七宝とは |
七宝の起源は、古代エジプトにさかのぼります。金属の器の上に、銀線とガラス質の釉薬をのせて模様をつくり、電気炉で焼きつけます。釉薬が溶けて表面の模様がガラス状に固まり、完成します。日本特有の技法が工夫されて、華麗で美しい七宝の作品がつくられています。

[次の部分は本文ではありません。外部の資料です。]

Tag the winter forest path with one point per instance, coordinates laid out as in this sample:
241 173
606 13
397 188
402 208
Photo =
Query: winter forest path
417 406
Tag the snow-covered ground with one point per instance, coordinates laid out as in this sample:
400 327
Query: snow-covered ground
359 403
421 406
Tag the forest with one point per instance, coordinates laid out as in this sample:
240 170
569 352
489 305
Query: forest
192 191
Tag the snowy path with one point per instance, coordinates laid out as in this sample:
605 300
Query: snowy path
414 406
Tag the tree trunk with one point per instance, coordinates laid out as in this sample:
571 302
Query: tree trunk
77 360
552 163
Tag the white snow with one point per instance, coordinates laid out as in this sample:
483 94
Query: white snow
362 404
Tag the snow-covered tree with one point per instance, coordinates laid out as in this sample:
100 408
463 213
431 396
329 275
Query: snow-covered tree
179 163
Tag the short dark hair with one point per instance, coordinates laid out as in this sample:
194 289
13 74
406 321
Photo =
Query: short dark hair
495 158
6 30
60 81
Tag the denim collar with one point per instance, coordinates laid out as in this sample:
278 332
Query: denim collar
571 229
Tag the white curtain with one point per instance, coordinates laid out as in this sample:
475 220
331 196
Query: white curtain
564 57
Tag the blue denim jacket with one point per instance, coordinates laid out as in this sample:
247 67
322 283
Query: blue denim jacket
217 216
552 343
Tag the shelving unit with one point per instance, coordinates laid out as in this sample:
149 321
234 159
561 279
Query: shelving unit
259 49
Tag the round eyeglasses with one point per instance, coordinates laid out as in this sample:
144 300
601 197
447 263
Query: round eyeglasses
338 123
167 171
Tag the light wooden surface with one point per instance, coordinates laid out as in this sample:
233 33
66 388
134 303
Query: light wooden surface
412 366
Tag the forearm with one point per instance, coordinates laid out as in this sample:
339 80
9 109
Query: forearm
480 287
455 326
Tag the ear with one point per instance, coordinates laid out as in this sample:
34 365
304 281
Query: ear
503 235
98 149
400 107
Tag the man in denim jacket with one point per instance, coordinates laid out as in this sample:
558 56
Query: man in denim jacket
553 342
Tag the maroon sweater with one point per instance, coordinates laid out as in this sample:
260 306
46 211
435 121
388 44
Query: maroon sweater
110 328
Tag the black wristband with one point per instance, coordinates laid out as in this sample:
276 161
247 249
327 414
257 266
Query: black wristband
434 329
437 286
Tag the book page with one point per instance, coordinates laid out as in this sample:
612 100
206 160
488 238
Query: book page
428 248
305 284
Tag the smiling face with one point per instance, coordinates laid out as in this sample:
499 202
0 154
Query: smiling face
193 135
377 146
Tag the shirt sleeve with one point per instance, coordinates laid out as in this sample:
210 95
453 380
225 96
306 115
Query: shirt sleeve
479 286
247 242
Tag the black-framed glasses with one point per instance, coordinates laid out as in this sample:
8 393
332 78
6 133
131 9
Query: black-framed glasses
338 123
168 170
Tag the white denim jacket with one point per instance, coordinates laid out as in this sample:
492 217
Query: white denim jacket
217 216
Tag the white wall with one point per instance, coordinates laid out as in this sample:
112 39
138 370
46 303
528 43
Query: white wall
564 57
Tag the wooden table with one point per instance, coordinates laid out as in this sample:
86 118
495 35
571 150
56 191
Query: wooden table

七宝づくりにおいて、色をつける際に釉薬が用いられます。ガラス質のものに色のもととなる顔料を加えて高温で熔かします。冷めたら乳鉢にいれ、細かく砕き、ふるいにかけて一色ずつつくります。これを釉薬といいます。
技法紹介 |
帯状の銀線を立て、色の境目を区切る方法です。 七宝作品の基本的なつくりかたです。
①器の形を銅や銀でつくる
②下引釉を焼き付けた後、模様に合わせて銀線を立て、焼き付ける
③銀線で区切られた模様のなかに釉薬をのせる
④電気炉で850度くらいで焼きつけ、砥石でみがいて仕上げる
有線七宝と同じ方法でつくり、最後に器の銅の部分を酸で溶かして表面の七宝部分だけ残してつくります。七宝では、器のもとになる金属の部分を胎といいます。この技法は、胎を省く七宝という意味で省胎七宝という名前がつけられています。
①銅の胎のうえに銀線を置き、釉薬をのせます
②焼きつけてから塩化ビニール系樹脂を塗り、表面を保護します
③酸に浸け銅の胎を溶かします。保護膜をはがし、みがいて完成!
光沢のない泥のように見える不透明の七宝です。色の境目を区切るのは、銀線ではなく真鍮線を使います。
切り透し七宝とも称され、銅素地の模様の一部分を糸鋸で切り取りその部分に特殊な幅の銀線を素地に焼き付け、その中の空の部分に透明の七宝釉を焼成し、銅素地の残存部分に有線無線の七宝をほどこす技法です。